Here I am using what is the journalistic definition of a “recession,” also used in many nations although not officially in the US, where these things are determined ex post by an NBER committee. Anyway, that “journalistic” definition is that there be two consecutive quarters of negative GDP growth. Today in the Washington Post I saw a story on global carbon emissions, which are very closely correlated with GDP, if not perfectly. Anyway, it appears that global carbon emissions hit bottom on April 7 and have been slowly rising since then (not sure about US separately, although US somewhat behind most other nations on the covid curve and so on the economic impact as well). I note that April 7 is one week into the second quarter.
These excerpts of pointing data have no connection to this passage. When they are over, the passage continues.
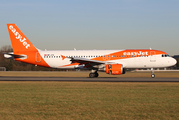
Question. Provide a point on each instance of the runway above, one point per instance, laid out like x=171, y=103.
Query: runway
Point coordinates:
x=83, y=79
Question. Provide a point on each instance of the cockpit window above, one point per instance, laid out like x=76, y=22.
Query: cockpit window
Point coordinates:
x=164, y=55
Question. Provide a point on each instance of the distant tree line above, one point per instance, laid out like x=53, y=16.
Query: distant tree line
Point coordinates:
x=12, y=65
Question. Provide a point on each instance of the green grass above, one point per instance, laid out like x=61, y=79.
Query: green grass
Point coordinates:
x=85, y=74
x=88, y=100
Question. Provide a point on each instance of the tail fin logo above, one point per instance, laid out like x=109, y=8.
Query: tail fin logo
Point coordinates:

This means it is very likely that at the global level we shall see positive economic growth in the second quarter, basically rising since the end of the first week of the quarter, although due to reporting lags in many countries this will not show up as positive growth in the data until later, possibly by the end of the month. This growth is slow, but it is positive, definitely not a V.
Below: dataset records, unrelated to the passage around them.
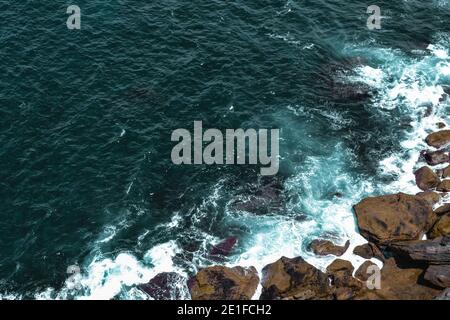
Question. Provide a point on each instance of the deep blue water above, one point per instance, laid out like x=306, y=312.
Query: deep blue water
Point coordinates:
x=86, y=116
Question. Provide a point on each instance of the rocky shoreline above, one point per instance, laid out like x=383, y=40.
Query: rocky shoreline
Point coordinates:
x=407, y=233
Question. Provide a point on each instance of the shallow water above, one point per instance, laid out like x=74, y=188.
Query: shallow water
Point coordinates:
x=86, y=177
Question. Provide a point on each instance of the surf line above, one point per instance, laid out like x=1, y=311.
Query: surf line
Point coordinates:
x=236, y=143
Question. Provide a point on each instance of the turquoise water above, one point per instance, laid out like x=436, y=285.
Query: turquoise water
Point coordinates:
x=86, y=177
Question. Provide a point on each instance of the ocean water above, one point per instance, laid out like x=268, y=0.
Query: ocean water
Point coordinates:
x=86, y=115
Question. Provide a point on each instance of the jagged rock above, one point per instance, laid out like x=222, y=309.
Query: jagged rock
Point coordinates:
x=224, y=248
x=431, y=197
x=223, y=283
x=325, y=247
x=441, y=227
x=295, y=279
x=165, y=286
x=362, y=272
x=438, y=275
x=444, y=295
x=439, y=139
x=444, y=186
x=393, y=218
x=399, y=284
x=262, y=198
x=433, y=158
x=443, y=209
x=344, y=286
x=436, y=251
x=446, y=172
x=368, y=251
x=426, y=179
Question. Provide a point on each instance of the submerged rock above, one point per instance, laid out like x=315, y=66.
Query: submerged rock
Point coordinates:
x=224, y=248
x=444, y=186
x=165, y=286
x=343, y=285
x=426, y=179
x=399, y=284
x=393, y=218
x=438, y=275
x=294, y=279
x=436, y=251
x=368, y=251
x=441, y=227
x=444, y=295
x=362, y=272
x=325, y=247
x=433, y=158
x=223, y=283
x=439, y=139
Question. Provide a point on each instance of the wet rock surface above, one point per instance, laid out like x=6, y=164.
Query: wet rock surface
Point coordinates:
x=325, y=247
x=393, y=218
x=223, y=283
So, assuming this slow growth continues,the world will have seen a massive shock in the first quarter, with most of that in a single month, March, the largest such short term shock in recorded history by far. But it looks that it may have hit bottom quite quickly, then to turn into a slow recovery shortly after the end of the first quarter. First quarter is certainly going to be negative, but second looks very well like it might be positive, at least at the global level, hence, not technically quite a “recession” according to this journalistic definition.